Hundreds of people gathered in Kansas City on Labor Day to send a message about raising the minimum wage and creating a union.

They met at the corner of Southwest Trafficway and 33rd Street.

Many walked out of their jobs to strike because, for these workers, it’s about more than money.

“Life without a union, the past two decades in fast food, my life has been on the steady decline,” said Terrence Wise, who works at McDonald’s. “I do not have access to healthcare benefits”

Wise is a father to three children who has worked in the fast food industry for 20 years. He said increasing the minimum wage to $15 would drastically improve his life.

“Just to be able to have a wage where I can buy them a leotard when they need it or dance shoes for my girls, just to be able to bring that into the home is one big difference I’m looking forward to,” he said.

He’s not alone in that sentiment.
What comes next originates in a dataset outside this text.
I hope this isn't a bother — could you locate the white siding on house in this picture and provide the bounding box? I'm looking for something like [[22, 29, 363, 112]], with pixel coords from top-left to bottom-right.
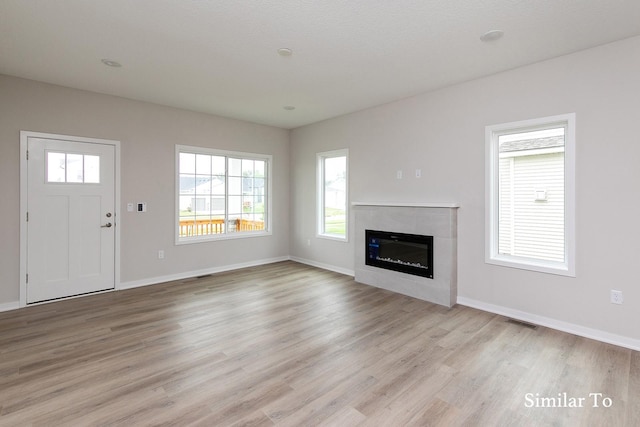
[[499, 152, 565, 262]]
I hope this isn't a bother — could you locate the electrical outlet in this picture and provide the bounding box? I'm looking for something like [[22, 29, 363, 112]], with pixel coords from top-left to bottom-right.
[[611, 289, 624, 304]]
Wise is part of Stand Up KC, a labor advocacy group.

“It would mean I wouldn’t have to worry about whether to pay a bill or put food on the table,” said Bill Thompson, who works for Burger King.

“A union would give us a voice at our jobs,” said Fran Marion, who works at Popeyes. “It would help us little people have better healthcare.”
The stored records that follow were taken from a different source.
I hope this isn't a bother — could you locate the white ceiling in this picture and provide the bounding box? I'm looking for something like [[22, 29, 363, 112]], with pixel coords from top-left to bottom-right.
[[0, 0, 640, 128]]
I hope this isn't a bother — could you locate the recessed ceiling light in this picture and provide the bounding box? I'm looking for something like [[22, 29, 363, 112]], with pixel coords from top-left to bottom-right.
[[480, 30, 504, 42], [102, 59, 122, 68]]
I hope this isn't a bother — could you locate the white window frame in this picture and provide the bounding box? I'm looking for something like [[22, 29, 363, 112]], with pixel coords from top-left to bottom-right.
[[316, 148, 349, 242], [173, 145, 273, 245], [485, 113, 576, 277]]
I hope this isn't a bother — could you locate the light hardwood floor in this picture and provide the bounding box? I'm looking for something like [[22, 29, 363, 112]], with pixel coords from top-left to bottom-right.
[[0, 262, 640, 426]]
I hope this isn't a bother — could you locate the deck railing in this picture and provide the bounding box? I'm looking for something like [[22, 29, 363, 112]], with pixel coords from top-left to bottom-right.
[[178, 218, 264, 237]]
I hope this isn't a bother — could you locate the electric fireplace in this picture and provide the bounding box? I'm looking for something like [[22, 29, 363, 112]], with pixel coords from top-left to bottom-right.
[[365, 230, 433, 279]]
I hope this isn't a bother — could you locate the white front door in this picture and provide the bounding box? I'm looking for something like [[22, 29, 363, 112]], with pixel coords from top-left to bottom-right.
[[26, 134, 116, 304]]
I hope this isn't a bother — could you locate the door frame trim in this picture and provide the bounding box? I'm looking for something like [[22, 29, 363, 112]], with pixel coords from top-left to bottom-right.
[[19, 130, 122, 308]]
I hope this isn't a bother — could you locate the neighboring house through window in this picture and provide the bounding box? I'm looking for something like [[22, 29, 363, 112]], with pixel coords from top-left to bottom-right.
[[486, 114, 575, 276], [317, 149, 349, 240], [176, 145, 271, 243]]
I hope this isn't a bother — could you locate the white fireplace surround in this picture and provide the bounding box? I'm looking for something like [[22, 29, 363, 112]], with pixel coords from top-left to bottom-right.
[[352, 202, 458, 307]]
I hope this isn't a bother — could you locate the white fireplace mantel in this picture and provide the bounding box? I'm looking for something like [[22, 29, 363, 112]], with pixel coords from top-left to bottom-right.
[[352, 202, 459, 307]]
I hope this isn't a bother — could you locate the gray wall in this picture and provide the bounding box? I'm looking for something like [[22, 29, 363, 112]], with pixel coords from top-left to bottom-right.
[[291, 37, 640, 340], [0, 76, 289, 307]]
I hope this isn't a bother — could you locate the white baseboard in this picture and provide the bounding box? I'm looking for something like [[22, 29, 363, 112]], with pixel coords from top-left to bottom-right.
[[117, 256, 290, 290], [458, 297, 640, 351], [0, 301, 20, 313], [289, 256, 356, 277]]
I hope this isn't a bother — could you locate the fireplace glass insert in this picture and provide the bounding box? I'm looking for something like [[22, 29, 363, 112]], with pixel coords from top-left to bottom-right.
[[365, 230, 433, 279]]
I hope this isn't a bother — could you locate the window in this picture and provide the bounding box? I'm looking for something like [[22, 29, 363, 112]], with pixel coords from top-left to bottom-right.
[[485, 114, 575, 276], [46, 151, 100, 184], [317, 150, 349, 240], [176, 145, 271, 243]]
They aren’t only pushing for a pay increase.

Marion wants a union -- someone to have their back. She said it would help workers get healthcare, retirement benefits, and sick days. Basic needs that many don’t have now.

“We deserve 15 and we deserve a union,” said Marion.

The t-shirts on their backs said it all: “We are worth more.”

“We will continue to fight against all odds and we will win,” Wise said.

About 100 people also gathered outside Research Medical Center, marching around it. 

SEIU Healthcare workers are in the middle of contract negotiations. Their union is asking for better pay and better staffing at the hospitals where they work.

“It’s important to us,” said Shirley Caston, GI Tech at Research Medical Center. “We love our patients. We want to give them the best that we have to offer.”

There to support them were members of Stand Up KC.

 “The majority of Kansas Citians are on board for increasing the minimum wage and it’s important for us on this Labor Day to highlight our need for a union as well,” said Wise. “With a union, we’d have a voice on the job, the ability to have collective bargaining and the ability to demand more and win more from our employer.”

“It started as workers coming together, fighting to demand better on the job and we’re here to highlight that today and to stand with union workers who are fighting to maintain what they’ve won,” Wise said.

Kansas City voters approved a minimum wage increase back in August, but a new state law stopped it from going into effect. The law says local government cannot require a wage that's higher than the state's minimum. 

While many supporters were out in KC on Monday, critics of a pay increase say it leads to reduced work hours and layoffs.